A single pregnant stingray hasn't been around a male ray in 8 years. Now many wonder if a shark is the father.

Nature: Stingrays

A stingray named Charlotte is the main character of her own mystery after it was discovered that she's pregnant – with no male ray in sight. Charlotte, who resides in a tank at a North Carolina aquarium, was found covered in shark bites, an indicator of shark mating, furthering speculation as her caretakers seek to answer the question: Who is the father of Charlotte's babies? 

The Aquarium and Shark Lab in Hendersonville, North Carolina, hosted a live video on Facebook last week during which they explained Charlotte's situation. The round stingray, which is native to Southern California, is believed to be between 12 and 16 years old and was found to be carrying three to four pups.  

And while her pregnancy has her caretakers excited, it also left them stunned. 

"The unique thing about Charlotte is we do not have a male ray," Brenda Ramer, founder and executive director of Team ECCO, said in the Facebook video. According to the Associated Press, she hasn't been in a tank with a male ray in at least eight years.

Ramer offered two possibilities for Charlotte's mysterious pregnancy – the first of which has given rise to viral commentary. Ramer said that despite there being no other male rays, Charlotte has been living in the same tank as two "very young male sharks," about a year old, since July. Then they started noticing she was covered in bite marks – a sign of shark mating.

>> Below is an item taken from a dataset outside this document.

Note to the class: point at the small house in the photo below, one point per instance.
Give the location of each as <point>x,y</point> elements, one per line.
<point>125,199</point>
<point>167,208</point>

"We didn't think anything about it until one day we were kind of like, 'Oh my gosh. Sharks bite when they mate,'" Ramer said. "...There is a potential she mated with one of these young male sharks." 

An ultrasound of a stingray at a North Carolina aquarium shows that it's pregnant – without a male ray. Aquarium and Shark Lab by Team ECCO via Facebook

Those comments quickly went viral, with headline after headline saying Charlotte was impregnated by a shark. But experts say such an event is not possible. 

"We should set the record straight that there aren't some shark-ray shenanigans happening here," Kady Lyons, a research scientist at the Georgia Aquarium, told the Associated Press. Aside from obvious differences like their size, she said their anatomies and DNA wouldn't lend themselves to procreation. 

The alternative source of Charlotte's pregnancy – and what experts and the aquarium believe to be the true case – is a rare phenomenon known as parthenogenesis

"Pretty confident that this is parthenogenesis .... and parthenogenesis literally translates into virgin birth or miracle birth," Ramer told the AP. "... It is very rare to happen." 

In this process, smaller cells separate from the mother's eggs are created that then merge with the egg to create offspring. According to National Geographic, this creates offspring that are "similar to the mother but not exact clones." Sharks, which are very closely related scientifically to rays, have been documented as undergoing this process. 

Charlotte is due within two weeks, the aquarium said on Monday. And whether the father of Charlotte's babies is a shark or just nonexistent, "we have very unique juju going on here," Ramer said.